Un anciano obligado a dormir en un parking porque unos marroquíes se han atrincherado en sus pisos de Palma
Los vecinos del edificio denuncian que el propietario sobrevive en el garaje rodeado de desperdicios, ruido y basura
En el número 36 de la calle Aragón de Palma, una de las vías más transitadas y visibles de la capital balear, se esconde una escena desgarradora. Tras la puerta metálica de un garaje, entre coches y columnas de hormigón, duerme un hombre de más de 70 años que es propietario de dos viviendas y hoy vive en su propia plaza de parking.
La caída fue lenta, pero devastadora. Hace años alquiló sus dos inmuebles a ciudadanos de origen marroquí. Lo que parecía un acuerdo normal terminó convirtiéndose en un conflicto enquistado. Según relatan vecinos del edificio, los inquilinos dejaron de pagar y no se marcharon. Se atrincheraron dentro. En el lenguaje popular, aseguran, pasaron a ser inquiokupas : ni abonan la renta ni abandonan la vivienda. Todo ello, ante la desesperación de la propiedad y también, del resto de vecinos de la comunidad.
Mientras los procedimientos legales avanzaban con desesperante lentitud, la vida del propietario se desplomaba. Sin poder recuperar sus pisos y sin recursos suficientes para empezar de nuevo, terminó bajando al subsuelo del edificio. Literalmente.

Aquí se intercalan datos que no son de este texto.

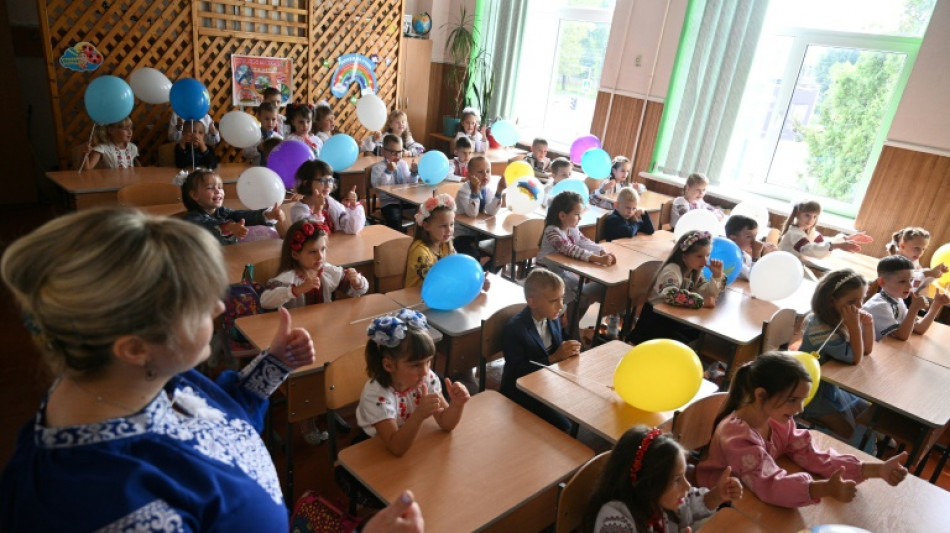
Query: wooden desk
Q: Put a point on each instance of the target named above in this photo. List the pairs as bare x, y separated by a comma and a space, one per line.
497, 471
95, 187
590, 401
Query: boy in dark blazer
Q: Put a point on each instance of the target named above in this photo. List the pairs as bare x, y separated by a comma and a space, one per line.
534, 335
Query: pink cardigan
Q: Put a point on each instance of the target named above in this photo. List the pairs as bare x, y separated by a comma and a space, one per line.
752, 459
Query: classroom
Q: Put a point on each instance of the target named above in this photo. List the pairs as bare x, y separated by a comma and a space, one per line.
479, 258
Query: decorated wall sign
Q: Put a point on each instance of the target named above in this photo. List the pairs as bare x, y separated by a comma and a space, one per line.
83, 57
250, 75
353, 68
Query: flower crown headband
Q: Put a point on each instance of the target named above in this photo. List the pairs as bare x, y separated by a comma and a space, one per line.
427, 207
389, 331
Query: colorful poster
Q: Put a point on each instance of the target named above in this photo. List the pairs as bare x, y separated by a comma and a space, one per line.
353, 68
250, 75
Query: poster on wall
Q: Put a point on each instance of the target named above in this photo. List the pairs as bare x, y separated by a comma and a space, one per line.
250, 75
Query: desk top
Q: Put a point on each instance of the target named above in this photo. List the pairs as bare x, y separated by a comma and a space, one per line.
497, 458
590, 401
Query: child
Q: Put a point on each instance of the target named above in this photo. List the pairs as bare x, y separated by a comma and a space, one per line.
314, 180
203, 195
114, 146
403, 390
619, 172
743, 230
837, 318
301, 120
680, 282
627, 220
891, 315
538, 158
305, 277
191, 151
270, 121
561, 236
390, 171
693, 193
800, 237
643, 487
756, 427
534, 336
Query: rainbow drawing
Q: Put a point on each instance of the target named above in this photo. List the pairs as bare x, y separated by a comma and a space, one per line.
353, 68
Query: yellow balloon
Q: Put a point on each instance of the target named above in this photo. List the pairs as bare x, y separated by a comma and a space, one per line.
658, 375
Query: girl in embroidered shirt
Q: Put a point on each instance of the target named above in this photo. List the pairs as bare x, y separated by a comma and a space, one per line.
403, 391
643, 488
756, 426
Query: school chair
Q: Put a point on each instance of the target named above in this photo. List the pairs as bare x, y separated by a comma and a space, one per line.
492, 339
574, 495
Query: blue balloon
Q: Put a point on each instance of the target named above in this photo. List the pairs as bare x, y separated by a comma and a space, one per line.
190, 99
109, 99
452, 282
433, 167
596, 163
505, 133
731, 256
573, 185
340, 152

Hoy su plaza de aparcamiento es su dormitorio, su cocina y su refugio. Un colchón desgastado sobre el suelo, un microondas conectado como puede, una radio antigua que suena a deshoras, ropa amontonada, maletas abiertas, bolsas repletas, restos de comida. Basura acumulada en un espacio pensado para coches, no para personas.
El olor es uno de los aspectos que más inquieta a los vecinos. «Hay días en que el hedor a comida es insoportable», relata una residente que no quiere revelar su identidad por miedo a represalias. Otros hablan de insalubridad creciente, de suciedad persistente, de la posibilidad real de que aparezcan ratas o cucarachas.

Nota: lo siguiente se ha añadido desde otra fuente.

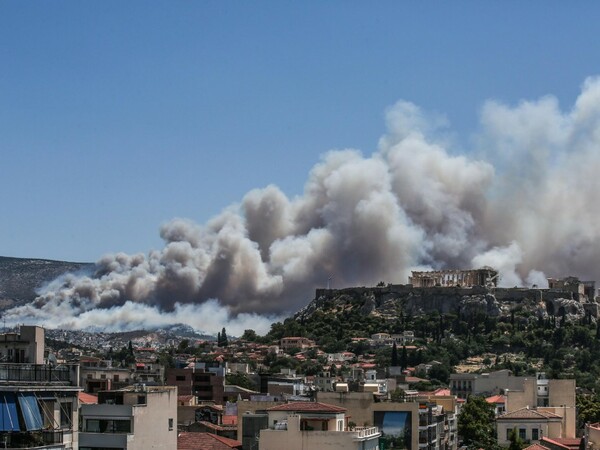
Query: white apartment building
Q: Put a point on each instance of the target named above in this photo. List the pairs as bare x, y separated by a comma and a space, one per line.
313, 425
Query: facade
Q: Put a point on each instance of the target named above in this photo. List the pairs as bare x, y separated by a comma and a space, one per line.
311, 425
288, 343
541, 408
39, 402
26, 346
135, 418
486, 276
464, 384
205, 383
425, 422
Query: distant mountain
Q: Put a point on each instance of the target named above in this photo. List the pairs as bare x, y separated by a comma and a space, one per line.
20, 278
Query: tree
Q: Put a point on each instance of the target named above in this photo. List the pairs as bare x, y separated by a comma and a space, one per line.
476, 424
516, 443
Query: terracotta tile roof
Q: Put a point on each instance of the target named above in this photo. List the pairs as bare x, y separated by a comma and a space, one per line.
496, 399
442, 391
87, 399
308, 407
229, 420
527, 413
566, 443
205, 441
536, 447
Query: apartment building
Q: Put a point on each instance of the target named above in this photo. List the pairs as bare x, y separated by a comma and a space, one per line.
135, 418
39, 401
541, 408
24, 346
313, 425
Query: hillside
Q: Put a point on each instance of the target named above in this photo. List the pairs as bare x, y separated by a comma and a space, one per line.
21, 277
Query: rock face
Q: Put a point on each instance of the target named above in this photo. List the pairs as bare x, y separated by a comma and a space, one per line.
389, 301
20, 278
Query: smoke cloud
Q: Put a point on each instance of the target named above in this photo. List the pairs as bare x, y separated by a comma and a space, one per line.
523, 200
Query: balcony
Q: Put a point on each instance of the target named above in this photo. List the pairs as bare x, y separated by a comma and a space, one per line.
46, 439
34, 373
366, 432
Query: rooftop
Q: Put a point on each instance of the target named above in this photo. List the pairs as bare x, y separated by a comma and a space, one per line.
308, 407
205, 441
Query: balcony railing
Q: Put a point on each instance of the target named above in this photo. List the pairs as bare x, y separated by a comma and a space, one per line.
365, 432
34, 373
31, 439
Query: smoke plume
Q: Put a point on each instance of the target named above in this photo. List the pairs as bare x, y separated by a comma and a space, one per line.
523, 200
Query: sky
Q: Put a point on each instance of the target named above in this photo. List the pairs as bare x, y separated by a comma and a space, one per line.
116, 117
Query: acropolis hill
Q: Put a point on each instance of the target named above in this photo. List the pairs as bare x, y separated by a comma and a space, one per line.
464, 292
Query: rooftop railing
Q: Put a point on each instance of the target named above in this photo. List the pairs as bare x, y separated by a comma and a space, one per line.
34, 373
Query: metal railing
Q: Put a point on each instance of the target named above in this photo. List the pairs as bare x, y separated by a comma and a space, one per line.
34, 373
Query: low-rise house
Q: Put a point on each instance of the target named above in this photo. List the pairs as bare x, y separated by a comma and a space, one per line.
135, 418
301, 425
205, 441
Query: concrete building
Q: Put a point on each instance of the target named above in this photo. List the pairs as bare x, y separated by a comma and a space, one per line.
25, 346
312, 425
541, 408
289, 343
464, 384
425, 422
135, 418
39, 402
204, 382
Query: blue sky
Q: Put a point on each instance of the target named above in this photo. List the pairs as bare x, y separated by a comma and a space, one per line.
116, 117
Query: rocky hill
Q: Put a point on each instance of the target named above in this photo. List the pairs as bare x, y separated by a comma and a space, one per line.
389, 301
20, 278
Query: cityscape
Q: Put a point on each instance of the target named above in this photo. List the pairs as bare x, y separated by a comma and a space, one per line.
299, 225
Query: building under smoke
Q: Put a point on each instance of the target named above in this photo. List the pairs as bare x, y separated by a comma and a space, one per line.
486, 276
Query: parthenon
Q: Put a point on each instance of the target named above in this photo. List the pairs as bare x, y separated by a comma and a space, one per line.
475, 277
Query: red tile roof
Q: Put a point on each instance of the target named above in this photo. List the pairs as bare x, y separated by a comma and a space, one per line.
536, 447
566, 443
496, 399
87, 399
308, 407
229, 420
205, 441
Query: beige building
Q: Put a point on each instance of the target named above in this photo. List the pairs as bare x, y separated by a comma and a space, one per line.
26, 346
542, 408
289, 343
312, 425
39, 401
135, 418
426, 422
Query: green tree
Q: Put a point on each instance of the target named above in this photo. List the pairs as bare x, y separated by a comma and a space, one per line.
476, 424
516, 443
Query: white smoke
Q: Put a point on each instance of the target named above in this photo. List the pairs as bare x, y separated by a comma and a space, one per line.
523, 200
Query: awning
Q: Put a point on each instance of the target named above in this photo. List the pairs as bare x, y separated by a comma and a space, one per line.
9, 420
31, 411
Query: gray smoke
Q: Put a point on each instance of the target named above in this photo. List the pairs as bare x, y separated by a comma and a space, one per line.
522, 200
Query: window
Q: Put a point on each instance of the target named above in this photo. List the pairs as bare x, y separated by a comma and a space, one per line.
66, 415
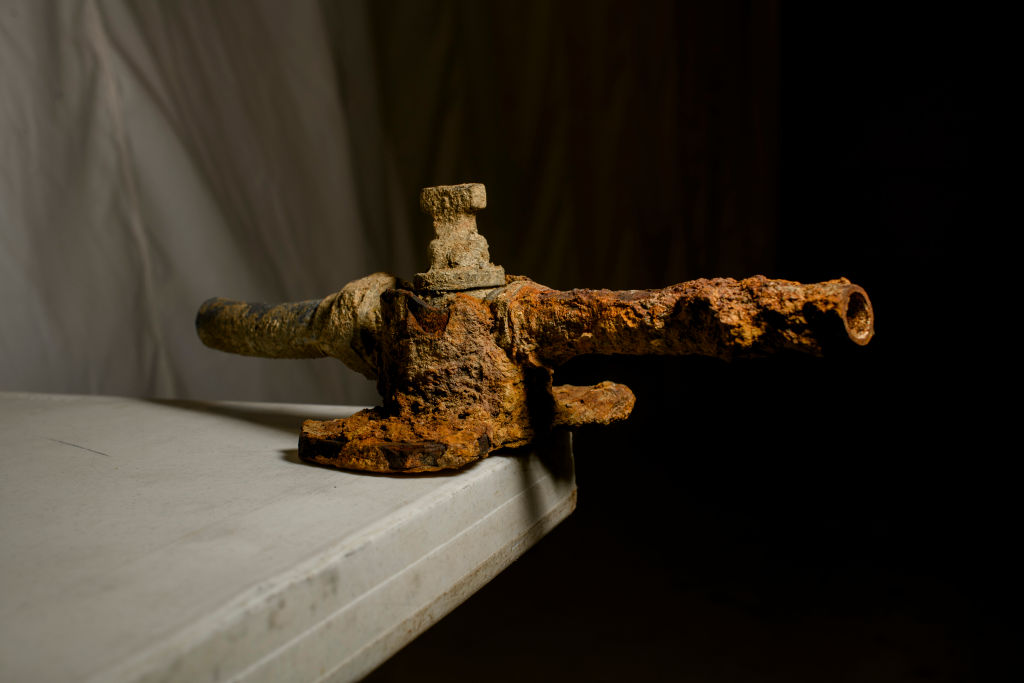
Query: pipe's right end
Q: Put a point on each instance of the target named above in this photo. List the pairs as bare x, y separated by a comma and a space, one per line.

Algunos mencionan un posible síndrome de Diógenes, aunque reconocen que no son médicos. Solo describen lo que ven: acumulación descontrolada, abandono personal, aislamiento. «No está bien. Necesita ayuda urgente», insiste otro vecino.
La escena se vuelve aún más perturbadora, según varios testimonios, cuando aparece en el garaje una mujer que en ocasiones se tumba desnuda en la cama improvisada. La música suena a gran volumen. Se cocina allí mismo. El aparcamiento, dicen, se ha convertido en un espacio de tensión constante.
La indignación convive con la compasión. Nadie niega el malestar. Pero tampoco pueden ignorar la crudeza de la imagen: un septuagenario mallorquín de toda la vida viviendo entre basura mientras sus viviendas están okupadas a pocos metros de distancia.
La paradoja es brutal. Propietario de dos inmuebles en una de las calles más conocidas y transitadas de Palma, pero durmiendo junto a su coche como si fuera un desahuciado invisible. Sin techo real, sin privacidad, sin condiciones mínimas de dignidad. «Esto no puede seguir así», repiten en el edificio. Temen por la salud del hombre, por la salubridad del inmueble y por una situación que se ha cronificado hasta el límite. Denuncian que las administraciones no han dado una solución efectiva y que el conflicto se ha convertido en un callejón sin salida.
Cada día, miles de personas recorren la calle Aragón sin imaginar que, bajo sus pies, en un garaje cualquiera, un antiguo propietario sobrevive atrapado entre la okupación, el deterioro y el abandono. Una historia que mezcla vulnerabilidad, desesperación y una pregunta incómoda que sobrevuela el edificio: ¿Cómo puede alguien perderlo todo sin salir siquiera de su propia casa?